Currently, SAI Global own an exclusive 15-year license (with an additional 5-year option) to publish and distribute Australian Standards.
The arbitrator’s decision means that Standards Australia can now take steps to move beyond the exclusive distribution arrangements that have been in place with SAI Global since 2003.
Over the past year, the SIA, on behalf of the health and safety profession, has actively lobbied for an end to the 15-year monopoly distribution arrangements (see related article).
Standards Australia’s Chairman, Richard Brooks, said the arbitration decision was an exciting step towards delivering greater value and improving access to Australian Standards, while building capability and external partnerships to deliver new methods of distribution to end users.
“Improving every aspect of our work – from how we connect with contributors, to how we foster innovation and how we distribute our content has been a major part of our agenda.”
“However, as the world of publishing changes, we must also change to continue our strong, positive contribution to the community and empower those who use our content.”
SIA Chief Executive, David Clarke, congratulated Standards Australia on taking up the challenge of removing what has long been seen by the SIA as an unfair arrangement to Australian business.
“Standards are an important tool for Australian businesses in many ways, they play a vital role in understanding health and safety responsibilities and implementing good health and safety practice. The price of standards has been increasingly prohibitive and one of the key reasons has been the distribution monopoly. This announcement is the first step in seeing those costs come down.”
Mr Clarke said that the Institute would continue to take a strong interest in the development of the wider distribution market for Australian Standards, and that this announcement was only the first step.
“This is not just about medium and large enterprises.

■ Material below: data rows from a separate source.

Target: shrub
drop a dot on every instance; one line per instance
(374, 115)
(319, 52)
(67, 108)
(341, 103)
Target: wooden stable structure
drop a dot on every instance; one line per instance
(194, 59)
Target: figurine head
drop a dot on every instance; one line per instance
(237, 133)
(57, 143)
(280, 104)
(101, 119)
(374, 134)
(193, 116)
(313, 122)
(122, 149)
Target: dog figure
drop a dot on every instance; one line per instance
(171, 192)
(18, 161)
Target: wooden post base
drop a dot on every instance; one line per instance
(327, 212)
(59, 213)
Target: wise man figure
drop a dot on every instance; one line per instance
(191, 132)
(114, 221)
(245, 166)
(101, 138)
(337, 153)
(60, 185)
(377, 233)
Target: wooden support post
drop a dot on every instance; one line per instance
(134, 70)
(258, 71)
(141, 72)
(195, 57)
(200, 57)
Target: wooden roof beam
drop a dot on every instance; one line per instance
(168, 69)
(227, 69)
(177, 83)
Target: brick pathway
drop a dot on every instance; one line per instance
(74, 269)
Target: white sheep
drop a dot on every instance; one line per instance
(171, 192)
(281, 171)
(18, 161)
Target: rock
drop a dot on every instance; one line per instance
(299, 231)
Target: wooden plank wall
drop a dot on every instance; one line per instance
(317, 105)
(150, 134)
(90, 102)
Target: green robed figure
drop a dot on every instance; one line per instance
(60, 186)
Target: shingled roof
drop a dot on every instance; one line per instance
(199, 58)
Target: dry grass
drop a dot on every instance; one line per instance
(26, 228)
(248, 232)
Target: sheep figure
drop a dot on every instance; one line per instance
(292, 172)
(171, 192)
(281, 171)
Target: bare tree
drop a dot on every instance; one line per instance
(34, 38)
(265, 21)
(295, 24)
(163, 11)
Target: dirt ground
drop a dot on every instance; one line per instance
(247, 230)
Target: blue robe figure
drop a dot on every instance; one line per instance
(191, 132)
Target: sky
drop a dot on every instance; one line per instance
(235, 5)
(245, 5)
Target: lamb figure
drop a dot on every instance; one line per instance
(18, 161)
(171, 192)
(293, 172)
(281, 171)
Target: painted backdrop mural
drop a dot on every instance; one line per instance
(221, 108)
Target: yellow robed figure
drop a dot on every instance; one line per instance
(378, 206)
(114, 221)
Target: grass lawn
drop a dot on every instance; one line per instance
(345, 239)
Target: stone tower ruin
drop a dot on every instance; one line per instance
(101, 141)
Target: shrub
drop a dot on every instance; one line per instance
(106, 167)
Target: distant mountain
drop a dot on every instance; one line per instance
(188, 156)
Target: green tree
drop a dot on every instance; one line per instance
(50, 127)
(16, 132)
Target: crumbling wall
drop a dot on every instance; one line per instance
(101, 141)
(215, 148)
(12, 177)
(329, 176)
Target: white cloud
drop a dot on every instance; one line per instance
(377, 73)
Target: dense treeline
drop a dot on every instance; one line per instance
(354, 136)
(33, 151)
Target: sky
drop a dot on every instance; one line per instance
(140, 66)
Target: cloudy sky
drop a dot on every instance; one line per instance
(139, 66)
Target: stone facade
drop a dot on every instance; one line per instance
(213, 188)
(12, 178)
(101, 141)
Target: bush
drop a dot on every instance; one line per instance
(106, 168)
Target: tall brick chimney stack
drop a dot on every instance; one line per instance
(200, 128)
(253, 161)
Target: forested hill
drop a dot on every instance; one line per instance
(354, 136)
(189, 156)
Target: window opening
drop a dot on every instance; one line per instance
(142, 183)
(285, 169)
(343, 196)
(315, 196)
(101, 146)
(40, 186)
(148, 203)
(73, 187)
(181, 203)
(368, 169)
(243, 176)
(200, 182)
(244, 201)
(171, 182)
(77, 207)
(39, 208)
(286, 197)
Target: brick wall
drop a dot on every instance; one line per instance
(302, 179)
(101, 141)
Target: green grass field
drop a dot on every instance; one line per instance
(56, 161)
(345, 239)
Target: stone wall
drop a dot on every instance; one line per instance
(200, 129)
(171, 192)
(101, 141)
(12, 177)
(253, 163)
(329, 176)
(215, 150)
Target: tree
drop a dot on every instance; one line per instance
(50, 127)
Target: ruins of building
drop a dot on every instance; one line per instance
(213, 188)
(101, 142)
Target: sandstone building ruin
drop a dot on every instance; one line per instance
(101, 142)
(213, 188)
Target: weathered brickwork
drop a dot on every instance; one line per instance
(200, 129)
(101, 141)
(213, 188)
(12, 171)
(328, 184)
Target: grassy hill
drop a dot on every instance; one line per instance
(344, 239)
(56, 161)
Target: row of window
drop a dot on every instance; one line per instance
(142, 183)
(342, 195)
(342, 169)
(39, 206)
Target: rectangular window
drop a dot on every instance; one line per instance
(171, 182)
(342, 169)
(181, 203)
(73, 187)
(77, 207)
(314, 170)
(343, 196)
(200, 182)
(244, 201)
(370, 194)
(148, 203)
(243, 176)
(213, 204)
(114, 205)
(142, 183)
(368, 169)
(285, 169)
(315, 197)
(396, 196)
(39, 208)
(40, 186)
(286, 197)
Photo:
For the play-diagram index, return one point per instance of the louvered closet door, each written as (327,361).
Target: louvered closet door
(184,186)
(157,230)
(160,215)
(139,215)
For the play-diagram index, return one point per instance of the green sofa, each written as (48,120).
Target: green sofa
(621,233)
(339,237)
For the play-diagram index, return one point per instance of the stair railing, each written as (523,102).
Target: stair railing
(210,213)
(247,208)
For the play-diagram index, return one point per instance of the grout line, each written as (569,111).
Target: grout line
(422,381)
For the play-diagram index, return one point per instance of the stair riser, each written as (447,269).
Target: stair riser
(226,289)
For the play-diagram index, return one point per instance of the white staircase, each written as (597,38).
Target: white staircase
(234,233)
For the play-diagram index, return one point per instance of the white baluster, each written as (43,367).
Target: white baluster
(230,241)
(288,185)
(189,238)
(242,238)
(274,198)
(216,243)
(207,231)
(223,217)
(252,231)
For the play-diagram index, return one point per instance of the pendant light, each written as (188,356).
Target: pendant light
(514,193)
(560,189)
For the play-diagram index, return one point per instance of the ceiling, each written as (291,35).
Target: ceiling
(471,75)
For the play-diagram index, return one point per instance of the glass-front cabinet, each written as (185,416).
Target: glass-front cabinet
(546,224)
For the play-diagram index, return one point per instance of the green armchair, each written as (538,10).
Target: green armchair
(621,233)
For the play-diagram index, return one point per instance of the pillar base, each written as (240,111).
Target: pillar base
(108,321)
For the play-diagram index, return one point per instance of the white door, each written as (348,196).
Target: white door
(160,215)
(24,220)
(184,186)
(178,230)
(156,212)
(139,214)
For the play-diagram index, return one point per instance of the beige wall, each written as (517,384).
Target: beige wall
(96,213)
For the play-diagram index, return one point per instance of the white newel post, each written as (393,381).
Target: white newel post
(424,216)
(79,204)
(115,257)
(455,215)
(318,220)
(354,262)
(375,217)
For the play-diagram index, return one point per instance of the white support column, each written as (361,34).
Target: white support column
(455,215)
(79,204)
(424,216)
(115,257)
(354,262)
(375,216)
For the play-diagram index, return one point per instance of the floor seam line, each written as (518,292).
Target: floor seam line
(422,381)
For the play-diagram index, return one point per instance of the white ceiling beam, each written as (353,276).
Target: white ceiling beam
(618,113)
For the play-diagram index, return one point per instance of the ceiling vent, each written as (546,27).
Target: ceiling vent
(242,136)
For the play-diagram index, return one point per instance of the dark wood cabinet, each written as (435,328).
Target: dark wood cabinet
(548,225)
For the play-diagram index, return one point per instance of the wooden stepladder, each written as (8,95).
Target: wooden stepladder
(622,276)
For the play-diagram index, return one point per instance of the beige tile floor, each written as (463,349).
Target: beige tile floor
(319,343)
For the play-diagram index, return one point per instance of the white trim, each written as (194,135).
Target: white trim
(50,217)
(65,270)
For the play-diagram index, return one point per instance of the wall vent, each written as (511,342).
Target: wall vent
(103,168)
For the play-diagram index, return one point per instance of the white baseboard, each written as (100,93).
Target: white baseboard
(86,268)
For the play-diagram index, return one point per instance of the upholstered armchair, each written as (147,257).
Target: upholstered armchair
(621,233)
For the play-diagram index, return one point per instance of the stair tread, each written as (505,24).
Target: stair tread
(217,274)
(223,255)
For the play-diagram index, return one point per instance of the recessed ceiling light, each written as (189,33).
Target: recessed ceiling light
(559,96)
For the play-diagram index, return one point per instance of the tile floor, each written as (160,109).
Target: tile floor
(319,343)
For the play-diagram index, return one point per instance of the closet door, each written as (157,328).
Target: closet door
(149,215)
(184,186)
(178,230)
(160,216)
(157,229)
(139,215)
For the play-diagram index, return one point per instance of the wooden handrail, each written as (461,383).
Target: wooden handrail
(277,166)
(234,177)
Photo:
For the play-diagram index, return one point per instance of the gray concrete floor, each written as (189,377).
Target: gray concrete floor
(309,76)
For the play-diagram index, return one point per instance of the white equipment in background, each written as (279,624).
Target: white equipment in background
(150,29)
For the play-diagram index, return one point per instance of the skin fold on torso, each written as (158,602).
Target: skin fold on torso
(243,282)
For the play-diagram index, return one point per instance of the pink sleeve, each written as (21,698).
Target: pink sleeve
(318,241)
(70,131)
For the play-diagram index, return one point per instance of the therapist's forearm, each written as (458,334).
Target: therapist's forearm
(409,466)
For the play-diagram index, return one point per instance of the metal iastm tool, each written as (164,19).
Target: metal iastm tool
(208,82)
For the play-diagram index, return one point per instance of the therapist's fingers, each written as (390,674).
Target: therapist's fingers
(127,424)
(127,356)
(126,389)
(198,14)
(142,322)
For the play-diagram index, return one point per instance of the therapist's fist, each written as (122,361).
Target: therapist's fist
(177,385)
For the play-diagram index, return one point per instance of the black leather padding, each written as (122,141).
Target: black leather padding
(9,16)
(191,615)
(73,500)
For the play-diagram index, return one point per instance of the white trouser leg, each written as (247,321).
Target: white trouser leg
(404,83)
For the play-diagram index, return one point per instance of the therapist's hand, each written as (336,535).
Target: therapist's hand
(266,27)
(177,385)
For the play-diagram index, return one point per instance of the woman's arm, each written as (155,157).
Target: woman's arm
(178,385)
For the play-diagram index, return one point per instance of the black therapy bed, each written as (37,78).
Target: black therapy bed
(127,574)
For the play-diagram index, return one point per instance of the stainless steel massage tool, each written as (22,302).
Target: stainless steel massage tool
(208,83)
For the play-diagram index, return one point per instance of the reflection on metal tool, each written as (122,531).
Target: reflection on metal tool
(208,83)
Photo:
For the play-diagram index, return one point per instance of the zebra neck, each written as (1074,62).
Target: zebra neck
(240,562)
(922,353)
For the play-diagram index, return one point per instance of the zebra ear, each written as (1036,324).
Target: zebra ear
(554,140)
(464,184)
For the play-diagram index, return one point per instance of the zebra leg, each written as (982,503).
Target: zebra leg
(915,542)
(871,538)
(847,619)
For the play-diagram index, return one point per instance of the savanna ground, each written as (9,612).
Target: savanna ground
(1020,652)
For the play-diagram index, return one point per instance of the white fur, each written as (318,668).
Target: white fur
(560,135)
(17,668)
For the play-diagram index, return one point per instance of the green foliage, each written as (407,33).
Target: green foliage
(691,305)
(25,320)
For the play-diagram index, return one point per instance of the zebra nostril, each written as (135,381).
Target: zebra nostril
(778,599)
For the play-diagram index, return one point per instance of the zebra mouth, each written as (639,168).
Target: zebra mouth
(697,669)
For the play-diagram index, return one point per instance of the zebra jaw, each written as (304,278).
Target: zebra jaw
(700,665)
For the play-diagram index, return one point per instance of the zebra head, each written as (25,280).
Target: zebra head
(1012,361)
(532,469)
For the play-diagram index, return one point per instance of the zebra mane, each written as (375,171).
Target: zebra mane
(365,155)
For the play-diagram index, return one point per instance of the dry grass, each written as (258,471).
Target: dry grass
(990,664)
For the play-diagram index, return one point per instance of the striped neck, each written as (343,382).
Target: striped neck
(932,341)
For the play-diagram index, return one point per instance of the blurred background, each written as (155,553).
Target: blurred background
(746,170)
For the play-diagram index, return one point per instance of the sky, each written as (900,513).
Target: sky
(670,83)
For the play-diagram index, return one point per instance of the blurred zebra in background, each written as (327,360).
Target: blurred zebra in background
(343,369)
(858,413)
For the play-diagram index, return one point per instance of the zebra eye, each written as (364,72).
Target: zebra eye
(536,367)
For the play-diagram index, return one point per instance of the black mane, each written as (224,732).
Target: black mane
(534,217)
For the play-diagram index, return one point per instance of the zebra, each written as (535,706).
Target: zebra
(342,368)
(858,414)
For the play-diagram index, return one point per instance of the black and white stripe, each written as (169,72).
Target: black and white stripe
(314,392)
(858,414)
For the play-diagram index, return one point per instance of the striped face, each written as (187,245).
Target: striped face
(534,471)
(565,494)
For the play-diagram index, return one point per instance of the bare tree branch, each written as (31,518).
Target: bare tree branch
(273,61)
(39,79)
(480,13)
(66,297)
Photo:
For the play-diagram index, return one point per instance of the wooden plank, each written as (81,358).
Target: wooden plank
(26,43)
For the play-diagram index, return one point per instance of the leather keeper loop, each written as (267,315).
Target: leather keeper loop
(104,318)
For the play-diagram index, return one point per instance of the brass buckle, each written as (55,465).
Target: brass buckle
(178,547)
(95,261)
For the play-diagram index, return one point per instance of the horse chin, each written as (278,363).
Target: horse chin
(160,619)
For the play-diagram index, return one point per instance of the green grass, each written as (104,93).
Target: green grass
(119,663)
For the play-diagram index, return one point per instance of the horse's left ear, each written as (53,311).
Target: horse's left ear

A million small businesses in this country do not access standards because of their cost which directly affects their health and safety. This recent decision will reduce costs which is a positive step, but there is still a case to be made for the Commonwealth to look at subsidising access for some areas of Australian business, especially small business.”
Standards Australia said exactly how the arbitrator’s decision would be implemented is still unclear, but that it is committed to starting the process sometime later this year. In the meantime, Australian Standards will continue to be distributed through SAI Global.
As part of this transition process, Standards Australia will soon begin an open consultation with stakeholders to understand how the current and future distribution models can deliver easier access for those who use Standards Australia’s content.
Standards Australia’s CEO, Bronwyn Evans, emphasised the importance of stakeholder engagement as part of the transition.
“Operating an open and transparent process is our core business. This is an opportunity to design a Standards Australia of the future that relies on all interested stakeholders, whose support and contribution will be vital in the improvement and innovation in the distribution of Australian Standards.”